Article 1. The Walloon Regional Day shall be celebrated every year on the third Sunday of the month of September. Article 2. The arms of the Walloon Region are Gold, a bold rooster Gules; they shall be designed according to the model shown in annex 1 of this decree. The bold rooster of these arms can be used separately as the symbol of the Region. Article 3.The seal of the Walloon Region shall bear the bold rooster from the arms with the caption REGION WALLONE. The caption shall be placed between two circles according to the model shown in annex 2 of this Decree. Article 4. The flag of the Walloon Region shall be yellow with a red bold rooster. According to the model shown in annex 3 of the present Decree, this flag shall have proportion 2:3. The bold rooster shall be inscribed in an invisible circle, the center of which is the same as the center of the field, the diameter of which is equal to the hoist and the circumference of which goes through the tips of the upper and lower feathers of the tail and the tip of the raised foot. The horizontality of the rooster shall be determined by an invisible straight line from the top of the crest to the tip of the upper feather of the tail.
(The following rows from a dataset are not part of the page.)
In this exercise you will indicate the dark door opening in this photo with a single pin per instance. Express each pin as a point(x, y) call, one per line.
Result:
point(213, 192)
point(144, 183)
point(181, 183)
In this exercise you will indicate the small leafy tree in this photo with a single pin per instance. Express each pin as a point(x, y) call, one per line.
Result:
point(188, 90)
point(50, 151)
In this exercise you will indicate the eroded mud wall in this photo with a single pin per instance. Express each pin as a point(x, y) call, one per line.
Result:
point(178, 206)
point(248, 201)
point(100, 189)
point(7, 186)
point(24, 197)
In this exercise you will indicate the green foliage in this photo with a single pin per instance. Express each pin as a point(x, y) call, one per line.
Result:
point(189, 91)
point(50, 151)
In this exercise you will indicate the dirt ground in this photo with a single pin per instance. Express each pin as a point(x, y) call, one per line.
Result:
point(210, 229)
The flag of the Region shall be hoisted on the third Sunday of September on public buildings located on the territory of the Walloon Region.
In the Region, the flag shall also be hoisted on official buildings in the same conditions and on the same days as the national flag.
The Walloon Government may want to prescribe the hoisting of the flag on other days on the buildings mentioned in the previous paragraphs. Article 5. The high authorities and the official representatives of the Walloon Region may want to use, in the exercise of their duties, a distinctive ceremonial marking. This marking, according to the model shown in annex 4 of this decree, shall be a flag of proportion 26:30, designed as the flag described in article 4 and bordered with a yellow and red fringe.
Unofficial translation of the French text of the Decree by Ivan Sache, 8 July 2001
However, the Walloons with strong separatist feelings do not necessarily recognize this flag. There are rattachistes Walloons, who promote the incorporation of Wallonia into
France and campaign with a Tricolore French flag charged with the coq
hardi in the middle.
There are, moreover, independentist Walloons who don't want to hear anything from France and consider the coq hardi as a coq collabo. Here collabo, a short form of collaborateur, directly refers to the French (and I suppose to Belgians, too), which collaborated with the Germans during the Second World War.
Pascal Vagnat, Ivan Sache & Jan Mertens, 19 June 2004
Construction sheet for the flag - Image by Mark Sensen, 3 July 2001, after annex 3 of the 1998 Decree
L'Echo - La Semaine en Wallonie, #82, 14 December 2001, recalls that
the Walloon Regional Council ordered on 11 December 1986 that Namur
would be the capital city of Wallonia and the seal of the Walloon
The newspaper adds that the 15th anniversary of the decree was celebrated in the basement of the Parliament of Wallonia. During the ceremony, Bernard Anselme, Mayor of Namur, offered to Robert Collignon, President of the Walloon Parliament, a flag "where the seal of the County of Namur and the Walloon rooster were closely merged".